She laughed uproariously and he heard the bed creak as she left it. “I do love it when you’re completely naughty, Etienne. We are so absolutely suited to each other.”
Dimly, he was aware that he must be prepared to fend off her demands—yet again—but first he had some very pressing needs. “Come here, my pet,” he wheedled. “Come and show me some new titillations. I am a man who requires a constant supply of fresh entertainments.”
“No more so than I, Etienne,” she said, appearing at one heavily carved bedpost.
“Why’re you still dressed?” The fact that she wasn’t already naked surprised him. Anabel took great pleasure in reminding him, preferably within the hearing of some other interested male, that she was a woman who would never wear clothes at all if such a habit could only gain acceptance.
Rather than answer Etienne’s question, she promenaded by, her cream satin gown swishing, and sank with studied grace into a chair facing his own.

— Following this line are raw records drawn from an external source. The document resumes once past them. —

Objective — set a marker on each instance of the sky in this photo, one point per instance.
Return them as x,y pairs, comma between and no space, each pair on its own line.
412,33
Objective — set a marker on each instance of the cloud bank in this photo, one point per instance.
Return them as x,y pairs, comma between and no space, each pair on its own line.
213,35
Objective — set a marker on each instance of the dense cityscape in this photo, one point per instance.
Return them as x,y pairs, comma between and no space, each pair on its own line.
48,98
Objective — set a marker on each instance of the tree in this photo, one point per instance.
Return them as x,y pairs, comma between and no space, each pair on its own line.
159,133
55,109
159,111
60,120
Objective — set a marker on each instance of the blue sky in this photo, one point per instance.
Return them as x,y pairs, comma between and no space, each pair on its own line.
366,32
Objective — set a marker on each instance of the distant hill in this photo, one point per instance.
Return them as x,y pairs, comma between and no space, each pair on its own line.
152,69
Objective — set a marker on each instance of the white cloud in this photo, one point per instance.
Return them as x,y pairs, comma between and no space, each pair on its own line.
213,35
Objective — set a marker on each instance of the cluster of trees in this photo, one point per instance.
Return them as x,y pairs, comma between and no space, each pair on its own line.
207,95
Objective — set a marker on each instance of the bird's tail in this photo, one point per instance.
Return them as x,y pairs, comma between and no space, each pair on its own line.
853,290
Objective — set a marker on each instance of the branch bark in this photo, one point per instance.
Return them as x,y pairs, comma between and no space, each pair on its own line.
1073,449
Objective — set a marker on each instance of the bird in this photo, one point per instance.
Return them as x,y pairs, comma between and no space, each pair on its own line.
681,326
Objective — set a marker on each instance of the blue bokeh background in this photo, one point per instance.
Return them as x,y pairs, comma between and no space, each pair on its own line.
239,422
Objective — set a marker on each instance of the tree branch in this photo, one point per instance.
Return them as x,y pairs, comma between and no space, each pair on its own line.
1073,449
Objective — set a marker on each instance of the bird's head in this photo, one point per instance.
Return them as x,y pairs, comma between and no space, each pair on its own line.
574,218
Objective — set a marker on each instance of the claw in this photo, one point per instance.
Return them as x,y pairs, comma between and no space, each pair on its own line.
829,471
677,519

Etienne blinked. “Asked you a question, Annie,” he told her. She was a bit fuzzy ‘round the edges. The last bottle of hock might have been overly excessive after all.
“I don’t like it when you call me Annie,” she said. “Did you have a pleasant evening?”
He burped loudly and wiped the back of a hand across his mouth. “Pleasant enough until now. You never used to mind my calling you Annie.”
“We are no longer children. Things have changed between us.
Her hauteur amused him and he grinned. “Things changed between us when we were about sixteen, if memory serves.”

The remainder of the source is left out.